Menanggapi hal ini, Direktur Jenderal Pajak Kementerian Keuangan, Suryo Utomo, mengatakan, kelebihan PPN yang ditanggung konsumen tak bisa dihindari. Apalagi, jarak antara pengumuman kebijakan tarif PPN 12 persen dengan waktu pelaksanaannya sangat dekat.
“Mengenai restitusi yang sudah terlanjur dipungut kan karena nggak bisa dihindari, pada tanggal 31 (Desember 2024) kemarin policy kebijakan disampaikan, tanggal 1 (Januari 2025) sudah ada yang bertransaksi,” kata dia dalam Konferensi Pers APBN 2024, di Kantor Kementerian Keuangan, Jakarta Pusat, Senin (6/1/2025).
Terkait hal ini, Suryo mengaku telah mengumpul para pengusaha yang tergabung dalam Apindo dan Kamar Dagang dan Industri (Kadin) Indonesia beberapa hari lalu. Pada pertemuan itu, dia memberikan waktu transisi selama 3 bulan agar para pengusaha dapat menyesuaikan sistem administrasi mereka.
Selain itu, dia juga memberikan kemudahan bagi para pelaku usaha untuk tidak menerapkan sanksi bila terjadi keterlambatan atau kesalahan penerbitan faktur pajak. Kemudian, bagi para pelaku usaha yang sudah terlanjur memungut PPN 12 persen kepada konsumen, DJP memerintahkannya untuk mengembalikan sisa lebih PPN tersebut kepada konsumen.

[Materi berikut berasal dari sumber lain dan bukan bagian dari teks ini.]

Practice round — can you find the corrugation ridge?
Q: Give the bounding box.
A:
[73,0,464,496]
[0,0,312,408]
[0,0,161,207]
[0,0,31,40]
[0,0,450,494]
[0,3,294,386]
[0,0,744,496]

“Kami bersepakat dan beberapa hari lalu para pelaku juga sudah menyampaikan restitusi dilakukan oleh penjual yang memungut lebih PPN kepada konsumen. Caranya seperti apa? Ini kan B-to-C, business to consumer, jadi mereka (konsumen) kembali dengan menyampaikan struk yang sudah dibawa selama ini,” jelas Suryo.